One of the joys of dotage is that you can barely remember your name, to say nothing of the 87 berjillion passwords you have to memorize in order to operate your websites and cruise the Internet. But today….ohhh mirabilis! Today I managed to get in to Funny about Money‘s website…and with minimal hassle.
Dog and I charged around the ‘Hood at dawn. It’s hot. It’s humid. It’s ugly. An altogether ugleee dawn.
Walked past the tragic wreck of a house on the southwest end of the park, once a pleasantly middle-class domicile for an apparently normal family. Now it’s a vacant slum property, having been abandoned after the family’s son got crosswise with the law and thereby bankrupted his parents.

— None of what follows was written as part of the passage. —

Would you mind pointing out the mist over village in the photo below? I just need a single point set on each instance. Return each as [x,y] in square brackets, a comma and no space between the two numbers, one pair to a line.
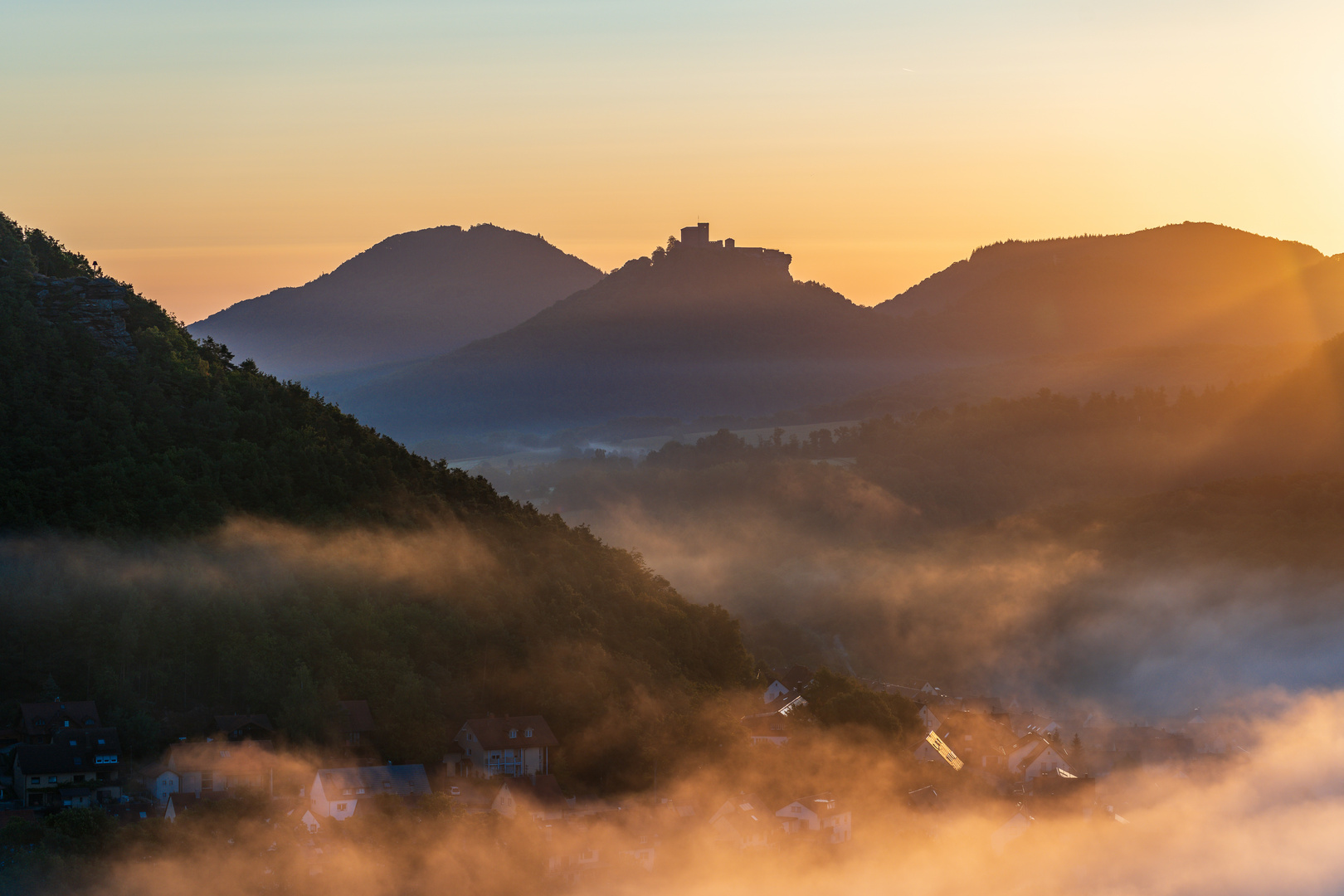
[601,448]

One of the most alarming aspects of life in America — or maybe, more accurately, it’s an aspect of humanity — is the tendency for one to be unable to get out of trouble, once one gets into it. As a teenager, the young fella who lived in that house with his parents got up to some kind of mischief. I never knew exactly what his crime was: only that he was arrested and sent to prison. Once out of the slam, he couldn’t get a decent job — and his parents had about bankrupted themselves trying to rescue him.

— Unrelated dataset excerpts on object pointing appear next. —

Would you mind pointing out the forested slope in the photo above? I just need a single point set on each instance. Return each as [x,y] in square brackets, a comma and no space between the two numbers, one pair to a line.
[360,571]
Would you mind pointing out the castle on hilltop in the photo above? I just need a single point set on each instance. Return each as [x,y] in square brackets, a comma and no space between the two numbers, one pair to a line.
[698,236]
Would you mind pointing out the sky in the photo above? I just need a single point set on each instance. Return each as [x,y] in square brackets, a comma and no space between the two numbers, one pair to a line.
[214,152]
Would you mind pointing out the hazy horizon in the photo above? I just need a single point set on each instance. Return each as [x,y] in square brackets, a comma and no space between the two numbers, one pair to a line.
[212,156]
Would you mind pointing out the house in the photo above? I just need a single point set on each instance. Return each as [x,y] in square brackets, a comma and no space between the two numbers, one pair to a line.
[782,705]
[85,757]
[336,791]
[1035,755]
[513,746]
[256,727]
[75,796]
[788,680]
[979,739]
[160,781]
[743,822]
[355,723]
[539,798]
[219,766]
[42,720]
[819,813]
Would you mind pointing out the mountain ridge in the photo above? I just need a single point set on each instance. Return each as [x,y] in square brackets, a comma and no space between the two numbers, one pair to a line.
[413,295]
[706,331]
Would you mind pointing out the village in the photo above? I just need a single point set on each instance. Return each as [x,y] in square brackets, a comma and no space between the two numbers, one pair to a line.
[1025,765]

So he started this laughable business: pruning trees.
No kidding. He took a class offered by the County for wannabe arborists, wherein he tried to learn how to trim and nurture trees.
Arborists here do charge a pretty penny for their services: that’s for sure. If he’d been halfway decent at the job, he probably could have found his way to supporting himself. Problem is: he wasn’t even halfway there!

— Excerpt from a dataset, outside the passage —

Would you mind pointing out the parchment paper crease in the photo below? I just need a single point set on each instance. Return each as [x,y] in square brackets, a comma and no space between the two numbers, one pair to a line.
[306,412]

He damn near killed one of my front-yard trees, so ridiculously did he butcher it. Eventually the tree did have to be taken out. Now a yellow oleander is growing in its place…and doing surprisingly well.
Hm. Wonder how that human oleander is doing, these days…
{sigh} Their place is actually a nice house, even though it needs to be practically rebuilt from the ground up.
It backs onto the park.
Now I wouldn’t consider that a desirable feature: just what everyone needs, right? A public park as a backyard. 😮 But apparently others relish it. The houses adjacent to the park are (except for that one) handsomely maintained and regarded as prime properties.
Sooo….it was around the park and up a couple of busy local thoroughfares, the dog in search of beloved GRASS to get under her paws, the human contemplating its upcoming breakfast.
Now we’re back at the Funny Farm, pursuing the highest and best goal of human life: loafing.